Podría pensarse, en primera instancia, a Jean Epstein como un tardío filósofo del siglo XVIII. Como si el cine fuese un dispositivo surgido prematuramente en esos años para refutar a Descartes, a Spinoza, a Kant. Epstein discute con ellos y parece, a destiempo, un contemporáneo de Hegel, previo a Marx y a todo el pensamiento del siglo XX. El cinematógrafo, parece pensar este filósofo-cineasta, nació un poco tarde, desfasado de su tiempo, el cine es una cuestión del siglo XVIII y desde ahí hay que (re) pensarlo. Retomar entonces aquel Idealismo, pero desde el cerebro de la máquina, porque el cine, de algún modo, sería casi una nueva inteligencia. La imagen cinematográfica piensa al mundo, y lo crea. Y en su movimiento arrastra al espacio, lo transforma en nuevas relaciones (lejano-cercano, grande-pequeño, arriba-abajo). Ya no hay causalidad, causa y efecto son reversibles, ahora la planta sale de una semilla, ahora la semilla es el devenir de la planta.

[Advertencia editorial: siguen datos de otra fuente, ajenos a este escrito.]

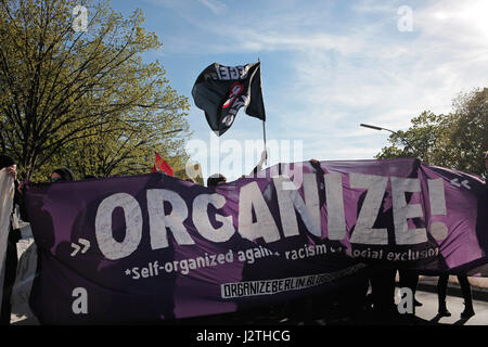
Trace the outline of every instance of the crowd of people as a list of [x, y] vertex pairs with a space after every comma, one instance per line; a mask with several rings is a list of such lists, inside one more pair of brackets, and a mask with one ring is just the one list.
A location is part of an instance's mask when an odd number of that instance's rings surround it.
[[[261, 159], [259, 164], [253, 169], [249, 176], [256, 175], [262, 169], [262, 164], [267, 159], [267, 152], [264, 151], [261, 154]], [[312, 159], [312, 164], [318, 162]], [[488, 152], [485, 154], [485, 165], [488, 168]], [[22, 183], [17, 179], [17, 170], [15, 160], [9, 155], [0, 155], [0, 170], [5, 169], [8, 175], [12, 176], [15, 184], [14, 193], [14, 208], [13, 214], [17, 214], [17, 217], [24, 221], [28, 221], [24, 202], [23, 202], [23, 190]], [[243, 176], [244, 177], [244, 176]], [[85, 179], [95, 178], [94, 176], [85, 177]], [[51, 172], [51, 182], [59, 181], [74, 181], [75, 175], [66, 167], [61, 167]], [[193, 183], [193, 179], [187, 179]], [[216, 187], [227, 182], [227, 178], [221, 174], [215, 174], [208, 177], [207, 187]], [[1, 306], [1, 318], [0, 324], [10, 324], [11, 318], [11, 295], [13, 290], [13, 284], [15, 282], [16, 266], [17, 266], [17, 249], [16, 243], [21, 240], [20, 230], [13, 228], [11, 223], [11, 229], [8, 236], [7, 255], [4, 262], [4, 281], [3, 281], [3, 295], [2, 295], [2, 306]], [[369, 274], [369, 282], [371, 283], [371, 294], [365, 298], [364, 305], [371, 307], [377, 316], [387, 317], [391, 312], [396, 311], [395, 306], [395, 286], [396, 286], [396, 274], [399, 272], [399, 285], [400, 287], [409, 287], [413, 293], [413, 303], [415, 306], [422, 306], [414, 298], [419, 282], [419, 273], [409, 269], [394, 269], [394, 268], [380, 268], [372, 267]], [[437, 291], [438, 291], [438, 314], [440, 317], [450, 317], [451, 313], [447, 309], [446, 296], [447, 296], [447, 284], [449, 274], [444, 273], [439, 275]], [[473, 298], [471, 285], [465, 274], [458, 274], [458, 281], [461, 285], [462, 295], [464, 298], [464, 311], [461, 313], [461, 318], [467, 319], [475, 314], [473, 308]]]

La máquina cinematográfica revela que el tiempo y el espacio no están sujetos a ningún tipo de lógica racional, sino que están ligados al devenir del pensamiento puro, irracional, previo al determinismo del lenguaje. Pero allí una inversión sorprendente que solventa una cierta precariedad de la propuesta: si el mundo, en realidad, es sólo la idea que humanamente nos hacemos de él (idealismo), sólo lo que pensamos y en la medida en que lo pensamos, ahora es la máquina (el cine) la que llega para materializarlo: “Que todo no es más que pensado, el idealismo puro lo sostiene con constancia desde hace algunos milenios. Sin embargo, sumándose a ese viejo cuerpo de doctrinas, el idealismo maquinista y relativista puede aportarle renovación y precisión, apartándole de la fórmula clásica que niega la existencia material de la materia, considerada como una ilusión o una alucinación. El nuevo idealismo pretende, por el contrario, que la sustancia es un producto real del pensamiento”. Pensamiento irracional –Inteligencia maquinista– Creación del mundo; allí la terna singular del Idealismo maquinista epsteiniano. Primero pensamos las estrellas, las células, mantenido todo en el terreno de la pura idea; después vendrán las máquinas, telescopio y microscopio para hacerlas posibles en el campo de nuestra realidad, para materializarlas. Allí se inserta el cine, en esa genealogía demoníaca del movimiento constante que lucha contra lo absoluto de Dios, para descubrir que el espacio-tiempo es maleable, reversible, que todo en él es relativo.

Mística de las imágenes

Allí cabe una objeción fundamental: ¿pero no es todo eso –acelerado, ralenti, inversión– un puro artificio del cine que nada tiene que ver con el mundo exterior? “No”, (se) contesta Jean Epstein, “objeción fácil de un quietismo que considera la inversión, la aceleración, la ralentización del tiempo como apariencias irreales obtenidas por medio de cierta instrumentación. En tal sentido, los circulos lunares, los casquetes polares de Marte, los bastoncillos microbianos, los espermatozoides… no merecerían mayor crédito, serían puros fantasmas ópticos. En efecto, a toda forma que aparece a continuación de una experiencia, sólo podemos atribuir, antes de dicha experiencia y por fuera de ella, una existencia virtual latente, condicional”; argumento algo precario, arrastrado por la incondicionalidad de su mirada. Pero es que si ya no hay juicios universales y necesarios en este nuevo universo en perpetuo cambio revelado por la máquina, siempre hay un más allá y un más acá de todo.

Se trata, para Epstein, del momento crucial de la aparición histórica de una subvariedad del Hombre razonante, el Hombre espectador, un hombre que sustituye el conocimiento encorsetado de la lógica por el conocimiento de la emoción poética alcanzada por la mirada.

El cine, al contrario de la lógica sobredeterminante del lenguaje, se deja (o debería dejarse) llevar por las articulaciones mucho más indeterminadas del sueño y de la imaginación, prometiendo en su decurso el desarrollo de una cultura intuitiva capaz de expandir la sutileza de un espíritu humano libre.

Un cineasta pensando al dispositivo en semejantes términos filosóficos, demuestra una fe ciega en las potencias reveladoras del dispositivo cinematográfico. El cine, como un claro instrumento del Diablo, con Jean Epstein trasciende sus propias fronteras hasta pensarse y convertirse en ese artilugio de revelación, de creación de mundos y de modos de pensar relativistas.